OBJECTIVES: To determine the efficacy of endoscopical injections for the treatment of stress urinary incontinence (SUI), evaluating its low invasiveness and positive impact on quality of life. METHODS/RESULTS: Belween 1997--2003 30 procedures of periurethral injection of various substances for urinary incontinence were performed at our department in women between 47-80 years. All patients were evaluated before surgery, clinically and urodynamically, in accordance to international standardized parameters (filling pressure/flow studies, maximum urethral closure pressure, LPP-leak point pressure). The kind of material employed for injection, surgical technique and satisfaction degree were also evaluated. RESULTS: The indication for surgery was SUI in 17 cases (56.6%), and mixed urinary incontinence in 73 cases (43.3%). 16 cases (53.3%) had history of previous surgery for SUI. Regarding urodynamic parameters, 19 patients (63.3%) have a maximum urethral closure pressure below 25 H2O cm, and 22 patients (73.3%) had a leak point pressure below 60 H2O cm. Collagen was employed in six cases (20%) and macroplastic in 24 (80%) (14 of them with the MIS system). 22 patients had three injection sites (73.3%). Mean follow-up was 38 months. Continence outcomes were evaluated in relation to complete continence (12 cases, 40%), mild incontinence and patient satisfaction (11 cases, 36.6%), and severe incontinence (7 cases, 23.3%). CONCLUSIONS: 1-To achieve acceptable results it is mandatory to do the best possible indication (Mc Guire type III SUI). 2.-There is an excellent relationship between minimal invasiveness and good results.

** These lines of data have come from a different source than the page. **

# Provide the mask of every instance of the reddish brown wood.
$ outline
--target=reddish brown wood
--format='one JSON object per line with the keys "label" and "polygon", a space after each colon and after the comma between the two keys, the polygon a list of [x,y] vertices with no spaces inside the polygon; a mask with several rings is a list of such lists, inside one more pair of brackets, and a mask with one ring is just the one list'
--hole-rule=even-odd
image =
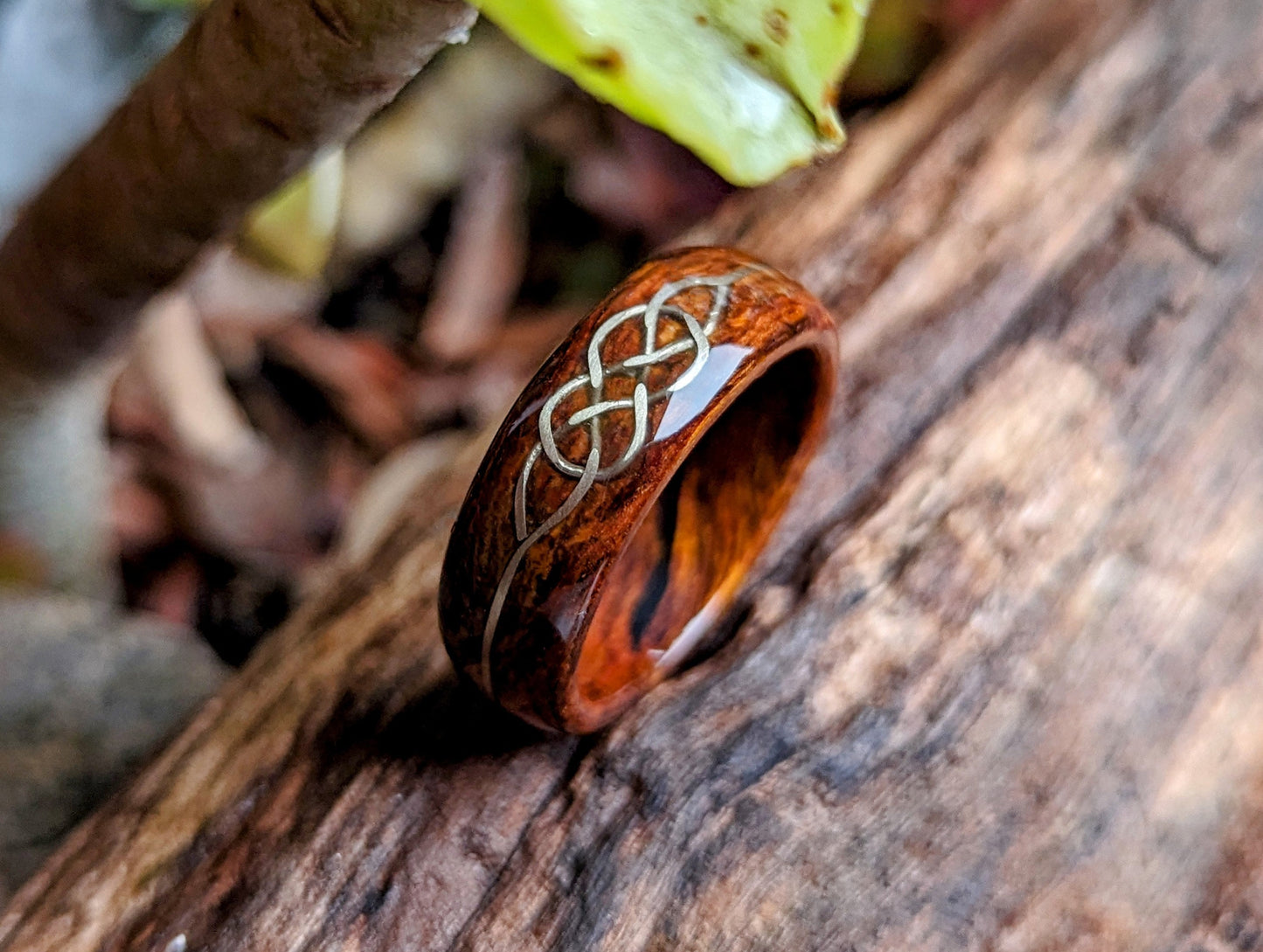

Multicenter randomized clinical trial comparing surgery and collagen injections for treatment of female stress urinary incontinence.
Corcos J, Collet JP, Shapiro S, Herschorn S, Radomski SB, Schick E, Gajewski JB, Benedetti A, MacRamallah E, Hyams B.

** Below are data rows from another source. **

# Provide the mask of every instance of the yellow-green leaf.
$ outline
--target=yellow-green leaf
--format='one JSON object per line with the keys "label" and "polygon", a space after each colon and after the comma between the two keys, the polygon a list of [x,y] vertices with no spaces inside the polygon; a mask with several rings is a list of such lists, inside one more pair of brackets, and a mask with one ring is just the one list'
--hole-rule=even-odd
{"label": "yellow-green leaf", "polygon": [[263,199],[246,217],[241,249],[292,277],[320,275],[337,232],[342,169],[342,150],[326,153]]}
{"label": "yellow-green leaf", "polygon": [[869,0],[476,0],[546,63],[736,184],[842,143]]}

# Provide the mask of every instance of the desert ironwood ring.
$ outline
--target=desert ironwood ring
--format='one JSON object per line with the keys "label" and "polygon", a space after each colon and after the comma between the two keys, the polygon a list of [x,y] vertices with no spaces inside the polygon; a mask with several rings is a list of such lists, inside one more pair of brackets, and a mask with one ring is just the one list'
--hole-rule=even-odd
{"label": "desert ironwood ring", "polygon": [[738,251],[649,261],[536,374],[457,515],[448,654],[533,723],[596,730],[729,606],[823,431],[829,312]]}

Urology 2005 May;65(5):898-904.
OBJECTIVES: To compare, in a multicenter, randomized clinical trial, collagen injections versus surgery with regard to efficacy, quality of life, satisfaction, and complications. METHODS: Of 133 women with stress urinary incontinence, 66 were randomized to collagen injection and 67 to surgery (6 needle bladder neck suspensions, 19 Burch, and 29 slings). After randomization, 15 women refused their allocated treatment. "Intent-to-treat" and "per protocol" analyses were applied. Women assigned to collagen injection could receive up to three injections before it was considered a failure. A "top-up" injection was allowed within 3 months after cure. Success as the primary outcome at 12 months was defined as a dry 24-hour pad test (2.5 g or less of urine) after having received only the allocated intervention. RESULTS: The per protocol analysis showed that the success rate 12 months after collagen injections (53.1%) was much lower than that after surgery (72.2%). The difference was 19.1% (95% confidence interval -36.2% to -2%). The general and disease-specific quality-of-life scores measured by the Rand Medical Outcomes Study 36-item Health Survey and Incontinence Impact Questionnaire were similar in the two groups (P = 0.306). Women treated by surgery were, on average, more satisfied (79.6%) than those treated by collagen injection (67.2%), but the difference was not significant (P = 0.228). Finally, complications were less frequent and severe with collagen injection: 36 events in 23 subjects for collagen injection versus 84 events in 34 subjects for surgery (P = 0.03). CONCLUSIONS: One year after intervention, the success rate of collagen injection as a treatment for stress urinary incontinence was about 19% lower than that after surgery. This has to be tempered by the similar changes in quality of life and satisfaction in both groups and that the number and severity of complications were much greater after surgery than after collagen injection. The results of this study indicate that collagen injections might be a worthwhile alternative to surgery for the treatment of stress urinary incontinence.